The family’s sixteen farms have a combined area of about 8000 hectares and run 25,000 cows, but they went into receivership last October.

A bid by Natural Dairy (N.Z) Holdings, a Chinese consortium, is currently before the Overseas Investment Office awaiting approval.

More than 50 parties bid for the farms but Natural Dairy’s is thought to have been the largest, reportedly as high as $230 million.

Prime Minister, John Key, has acknowledged the angst felt by New Zealanders when national assets were sold to overseas buyers.

He was not ‘xenophobic’ about China buying the Crafar farms but agreed that it was not in New Zealand’s interest to ‘sell off large numbers of farms’ to foreign interests.

But mutual investment between New Zealand and China was likely he said as the idea of a business partnership had already been floated by Chinese leaders on two occasions.

Following a recent meeting with China’s Premier Wen Jiobao, Mr Key said in an interview on Television New Zealand that New Zealand and China were looking to double trade over the next five years -from 10 billion to 20 billion dollars - with China overtaking Australia as our largest market.

Former Waikato University vice-chancellor Bryan Gould is concerned that the sale of the Crafar farms would not be in New Zealand’s best interests.

“I think the signs are that our leaders are … starry eyed about China and are willing to do almost anything to build trade with China,” Dr Gould said.

Dr Gould says there is already a large trade imbalance between the two nations with China’s exports to New Zealand totaling $6 billion while New Zealand only exports $4 billion of goods to China. If the Crafar family farm becomes Chinese-owned it would only increase that imbalance.

“They want to control the whole process from calving right through to the butter on the shelves,” he said. “The Crafar farms for all intents and purposes would become part of China.”

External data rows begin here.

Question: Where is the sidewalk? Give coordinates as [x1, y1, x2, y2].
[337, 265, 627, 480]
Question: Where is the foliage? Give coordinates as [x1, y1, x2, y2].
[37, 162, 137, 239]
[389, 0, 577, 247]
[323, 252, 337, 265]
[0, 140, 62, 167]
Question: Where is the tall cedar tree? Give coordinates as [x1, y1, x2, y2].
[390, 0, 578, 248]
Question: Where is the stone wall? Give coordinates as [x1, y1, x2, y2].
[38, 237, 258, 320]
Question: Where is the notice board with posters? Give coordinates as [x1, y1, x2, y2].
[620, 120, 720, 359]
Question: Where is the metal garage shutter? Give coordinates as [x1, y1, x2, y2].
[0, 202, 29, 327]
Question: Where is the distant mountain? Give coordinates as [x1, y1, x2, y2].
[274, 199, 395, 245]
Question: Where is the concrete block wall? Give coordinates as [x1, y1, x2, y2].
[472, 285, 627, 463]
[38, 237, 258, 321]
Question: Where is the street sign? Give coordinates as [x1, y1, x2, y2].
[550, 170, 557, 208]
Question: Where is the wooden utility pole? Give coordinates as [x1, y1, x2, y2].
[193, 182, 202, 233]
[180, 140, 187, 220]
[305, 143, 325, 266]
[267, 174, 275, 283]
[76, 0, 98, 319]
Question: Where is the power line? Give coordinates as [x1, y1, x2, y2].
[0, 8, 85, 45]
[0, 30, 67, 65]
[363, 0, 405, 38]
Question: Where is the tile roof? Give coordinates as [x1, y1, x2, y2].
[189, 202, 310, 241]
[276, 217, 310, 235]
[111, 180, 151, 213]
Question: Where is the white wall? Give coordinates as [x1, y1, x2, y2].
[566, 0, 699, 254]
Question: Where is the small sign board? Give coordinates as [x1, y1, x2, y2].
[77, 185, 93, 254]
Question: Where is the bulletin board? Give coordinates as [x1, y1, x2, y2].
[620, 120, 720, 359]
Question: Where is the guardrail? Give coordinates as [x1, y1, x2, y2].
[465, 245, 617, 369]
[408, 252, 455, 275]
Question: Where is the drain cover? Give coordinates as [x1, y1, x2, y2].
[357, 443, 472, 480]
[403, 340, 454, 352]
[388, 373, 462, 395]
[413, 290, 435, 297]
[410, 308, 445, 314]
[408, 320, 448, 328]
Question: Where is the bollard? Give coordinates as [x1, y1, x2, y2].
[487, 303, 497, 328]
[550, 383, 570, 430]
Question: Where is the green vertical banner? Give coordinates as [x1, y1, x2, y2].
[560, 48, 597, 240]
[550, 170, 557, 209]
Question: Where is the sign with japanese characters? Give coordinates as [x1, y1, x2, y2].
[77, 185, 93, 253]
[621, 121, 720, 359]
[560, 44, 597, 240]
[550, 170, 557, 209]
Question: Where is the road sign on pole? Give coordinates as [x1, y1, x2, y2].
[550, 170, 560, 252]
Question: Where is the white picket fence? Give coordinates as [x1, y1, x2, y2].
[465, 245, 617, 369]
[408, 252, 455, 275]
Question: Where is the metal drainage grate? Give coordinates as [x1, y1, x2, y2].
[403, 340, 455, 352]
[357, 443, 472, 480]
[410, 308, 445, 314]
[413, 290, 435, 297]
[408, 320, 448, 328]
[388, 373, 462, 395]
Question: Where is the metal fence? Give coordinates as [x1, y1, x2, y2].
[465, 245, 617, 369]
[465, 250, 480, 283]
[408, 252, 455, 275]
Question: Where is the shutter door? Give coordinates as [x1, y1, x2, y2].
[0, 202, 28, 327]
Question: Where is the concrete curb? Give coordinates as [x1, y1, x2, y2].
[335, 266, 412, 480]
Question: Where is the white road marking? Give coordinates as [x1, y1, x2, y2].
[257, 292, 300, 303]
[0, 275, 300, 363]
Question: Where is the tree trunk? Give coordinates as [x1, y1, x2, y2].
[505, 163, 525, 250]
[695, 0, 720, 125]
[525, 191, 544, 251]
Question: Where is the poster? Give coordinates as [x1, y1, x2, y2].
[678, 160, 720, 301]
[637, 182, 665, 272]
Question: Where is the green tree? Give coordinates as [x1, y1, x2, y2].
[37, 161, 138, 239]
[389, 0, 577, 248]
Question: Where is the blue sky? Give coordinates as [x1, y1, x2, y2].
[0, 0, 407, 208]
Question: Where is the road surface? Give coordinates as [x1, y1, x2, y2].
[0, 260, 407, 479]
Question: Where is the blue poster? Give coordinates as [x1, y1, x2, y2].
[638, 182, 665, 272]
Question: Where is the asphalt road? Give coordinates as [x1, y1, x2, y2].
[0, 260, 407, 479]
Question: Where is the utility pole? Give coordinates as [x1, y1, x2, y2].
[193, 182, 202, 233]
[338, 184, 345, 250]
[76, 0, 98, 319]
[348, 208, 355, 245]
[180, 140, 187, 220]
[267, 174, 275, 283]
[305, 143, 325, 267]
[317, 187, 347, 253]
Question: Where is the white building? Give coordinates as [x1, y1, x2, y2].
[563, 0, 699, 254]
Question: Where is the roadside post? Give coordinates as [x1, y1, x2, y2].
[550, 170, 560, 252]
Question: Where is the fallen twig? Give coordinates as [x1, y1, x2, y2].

“Do we really want yet more Chinese exports to displace New Zealand production?”

The deepening of trade also raises issues of whether New Zealand will continue to be outspoken about human rights abuses in China or make compromises to “to stay in China’s good books”, says Gould.

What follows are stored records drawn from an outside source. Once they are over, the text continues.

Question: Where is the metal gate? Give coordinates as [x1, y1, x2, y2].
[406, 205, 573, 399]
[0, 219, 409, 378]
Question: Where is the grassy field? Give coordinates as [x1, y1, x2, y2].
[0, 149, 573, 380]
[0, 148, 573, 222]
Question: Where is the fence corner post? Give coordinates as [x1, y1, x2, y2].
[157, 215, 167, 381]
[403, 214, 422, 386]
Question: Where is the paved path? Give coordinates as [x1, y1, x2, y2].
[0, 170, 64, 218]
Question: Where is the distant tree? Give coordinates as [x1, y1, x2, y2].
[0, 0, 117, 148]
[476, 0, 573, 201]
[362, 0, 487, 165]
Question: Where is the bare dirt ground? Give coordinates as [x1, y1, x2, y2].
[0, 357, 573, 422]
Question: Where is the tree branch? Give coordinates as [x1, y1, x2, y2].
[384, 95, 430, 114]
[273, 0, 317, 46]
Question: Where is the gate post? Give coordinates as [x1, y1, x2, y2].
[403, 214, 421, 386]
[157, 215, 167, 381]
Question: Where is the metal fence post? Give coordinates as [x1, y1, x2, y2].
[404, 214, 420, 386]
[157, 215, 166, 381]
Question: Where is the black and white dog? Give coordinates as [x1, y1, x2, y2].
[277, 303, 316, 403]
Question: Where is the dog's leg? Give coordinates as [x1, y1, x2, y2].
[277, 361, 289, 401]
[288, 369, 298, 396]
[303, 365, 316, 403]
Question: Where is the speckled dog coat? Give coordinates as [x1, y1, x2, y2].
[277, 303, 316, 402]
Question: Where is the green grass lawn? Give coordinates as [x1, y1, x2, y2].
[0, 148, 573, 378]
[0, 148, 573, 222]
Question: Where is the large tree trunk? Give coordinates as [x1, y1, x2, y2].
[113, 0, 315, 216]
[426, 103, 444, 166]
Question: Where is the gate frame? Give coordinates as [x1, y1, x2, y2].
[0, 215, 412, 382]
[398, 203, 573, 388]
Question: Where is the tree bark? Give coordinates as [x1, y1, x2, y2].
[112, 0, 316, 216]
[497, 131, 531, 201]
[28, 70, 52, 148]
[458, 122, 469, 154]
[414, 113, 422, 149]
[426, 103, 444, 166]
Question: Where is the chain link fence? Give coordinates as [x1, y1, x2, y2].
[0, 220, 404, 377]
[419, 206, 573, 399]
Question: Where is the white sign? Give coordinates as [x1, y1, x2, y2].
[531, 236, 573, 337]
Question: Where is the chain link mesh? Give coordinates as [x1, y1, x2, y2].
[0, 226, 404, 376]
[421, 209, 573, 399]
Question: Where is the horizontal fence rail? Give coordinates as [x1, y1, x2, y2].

“I think there are already signs of this as we saw with the Chinese security guards beating up a protestor outside parliament a few weeks ago,” Dr Gould said.

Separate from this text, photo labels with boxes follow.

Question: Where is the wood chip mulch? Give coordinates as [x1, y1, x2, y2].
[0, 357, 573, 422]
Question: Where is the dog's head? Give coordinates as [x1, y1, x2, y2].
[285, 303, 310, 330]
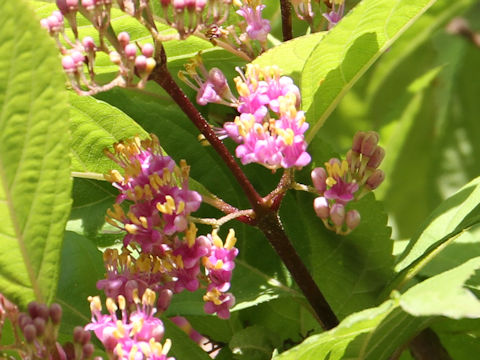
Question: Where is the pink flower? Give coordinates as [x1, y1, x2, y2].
[85, 289, 173, 360]
[237, 5, 271, 42]
[224, 64, 311, 170]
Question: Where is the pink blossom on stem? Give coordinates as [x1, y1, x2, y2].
[237, 1, 271, 43]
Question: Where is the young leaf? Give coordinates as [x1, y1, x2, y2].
[70, 94, 147, 174]
[0, 1, 71, 306]
[301, 0, 435, 140]
[388, 178, 480, 290]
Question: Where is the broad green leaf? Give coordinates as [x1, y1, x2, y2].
[275, 258, 480, 360]
[281, 193, 393, 319]
[368, 0, 475, 102]
[70, 94, 147, 174]
[253, 33, 325, 84]
[162, 318, 211, 360]
[301, 0, 435, 140]
[0, 1, 71, 306]
[389, 178, 480, 289]
[228, 325, 276, 360]
[400, 257, 480, 319]
[55, 231, 105, 341]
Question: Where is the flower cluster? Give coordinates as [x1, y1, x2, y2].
[180, 62, 311, 170]
[291, 0, 345, 31]
[237, 0, 271, 44]
[311, 131, 385, 235]
[160, 0, 232, 39]
[85, 289, 173, 360]
[40, 0, 156, 95]
[105, 135, 202, 255]
[97, 135, 238, 317]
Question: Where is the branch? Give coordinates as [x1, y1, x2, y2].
[280, 0, 293, 41]
[150, 43, 338, 329]
[258, 212, 338, 330]
[150, 47, 263, 210]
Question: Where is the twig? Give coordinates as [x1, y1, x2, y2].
[280, 0, 293, 41]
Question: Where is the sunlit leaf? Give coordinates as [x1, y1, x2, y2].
[0, 1, 71, 306]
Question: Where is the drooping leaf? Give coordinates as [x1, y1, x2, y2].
[55, 231, 105, 341]
[0, 1, 71, 306]
[275, 258, 480, 360]
[281, 193, 393, 319]
[301, 0, 435, 139]
[162, 318, 211, 360]
[389, 178, 480, 290]
[70, 94, 147, 174]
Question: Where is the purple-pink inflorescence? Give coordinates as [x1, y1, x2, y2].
[237, 0, 271, 43]
[97, 135, 238, 317]
[224, 64, 311, 170]
[311, 131, 385, 235]
[85, 289, 174, 360]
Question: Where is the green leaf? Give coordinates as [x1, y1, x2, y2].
[281, 192, 393, 318]
[301, 0, 435, 140]
[275, 258, 480, 360]
[70, 94, 147, 174]
[55, 231, 105, 341]
[400, 257, 480, 319]
[229, 325, 275, 360]
[388, 178, 480, 290]
[0, 1, 71, 306]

Others like Green Party co-leader Russell Norman fear that the acquisition could help Chinese companies undercut New Zealand’s own companies, such as Fonterra, the world’s largest exporter of dairy products.

“It’s a proposal to have a vertically integrated company selling milk products back into China and they will sold at a cheaper price and undercut Fonterra,” Mr Norman said.

The Overseas Investment Office said in a statement that it hopes to make a recommendation on applications within 50 working days but there is no statutory timeframe within which decisions must be made.